In the film, we see Stephanie (Shree Crooks) all alone in her big two story house without an authority figure in sight. At first, there’s not much of an explanation provided, but we get little hints that make it evident that this little child who isn’t even tall enough to reach the food-filled jars on top of the shelves without standing on a stack of books has been on her own for a while. The walls are coated in crayons with a little pile of Crayolas resting carelessly at the bottom of the stairs. A newspaper in the downstairs office totes the headline “Invasion! Unknown entities breach”. She prepares each meal all by herself, nearly chopping off her little fingers with the blades of the blender, and shouting out profanities followed by giggles because she knows that there’s not an adult around for miles that can scold her. It’s cute, but it’s also very sad because no child who’s still young enough to hold conversations with a stuffed animal frog should be spending several days on their own without supervision – especially when there’s something so ominous lurking just outside.

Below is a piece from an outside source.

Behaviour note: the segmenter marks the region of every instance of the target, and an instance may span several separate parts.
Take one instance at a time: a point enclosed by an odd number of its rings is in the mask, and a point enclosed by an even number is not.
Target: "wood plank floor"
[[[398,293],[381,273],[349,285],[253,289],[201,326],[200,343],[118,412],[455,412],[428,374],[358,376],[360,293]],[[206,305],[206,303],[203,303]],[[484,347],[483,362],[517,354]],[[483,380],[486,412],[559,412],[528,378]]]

Eventually, her parents (Frank Grillo and Anna Torv) arrive, and for a brief moment in time, it seems as though things might be okay. Sure, they had to bury Stephanie’s brother in the backyard, and her mother appears as though she’s walking on eggshells, making secret facetime calls to old military buddies and asking what the CDC has to say about the pandemic slowly taking over the world…but at least they have each other, right? The best way to survive an apocalypse is to rely on your loved ones, and take comfort in the fact that knowing that no matter how bad things get, at least you have each other. Sadly, that isn’t the case in this scenario. If anything, their mutual adoration for one another is only making things worse.
The latest film from Akiva Goldsman and Blumhouse Productions, Stephanie is quite the mixed bag. It’s a really cool concept, the idea that our love for our children could be used as a weapon against us, and the one thing that should keep us safe is exactly what an evil force is using to infiltrate our society. Frank Grillo is terrific as always, and little Shree Crooks even manages to hold her own in his presence, making the pair’s relationship feel that much more authentic as a father/daughter dynamic. The moments where the audience is trying to figure out what’s going on, like when we’re watching Stephanie prepare her meals, brush her teeth with way too much toothpaste, and question her nervous parents about the monster, are what really works. It’s when we’re in suspense, and putting the pieces together that this little movie really shines.
However, for all of its successful ideas, it unfortunately becomes weighed down by its insistence on adding an overabundance of exposition. Despite the fact that the majority of the film is shot inside the house, with much of the storyline simply revolving around watching Stephanie go about her lonely day, it actually opens up at a lab where scientists are doing experiments to try to solve this strange epidemic. The film tells us that the year is 2027, and that people are supposed to remain calm for fear of catching the virus. They are especially supposed to keep their cool when they’re in the presence of inmates. The scenes at the lab are mixed with shots of a rogue group of what we can only assume are escaped patients, wandering around outside and tracing it back to where it all began. All of the scenes inside the house are the main part of the story, but it’s squeezed in-between scenes of scientists poking and prodding and playing with high-tech machines to attempt to unveil the evil at its source. It’s meant to be interesting, but all it does it take away from the film because it shows that the movie doesn’t have much faith in its audience, who could’ve probably figured out what was going on without scientists spelling it out for us.
Overall, Stephanie has some really great ideas, but sadly slightly gets in its own way. By cutting out some of the exposition, chopping off the bookends of the movie, and setting the entire story in the house and in the house alone, this movie could’ve been on a whole other level. It’s still enjoyable and unique and worth watching, and especially fearsome for parents, but in the end, the monster in Stephanie is made less scary by shedding too much light on its source material.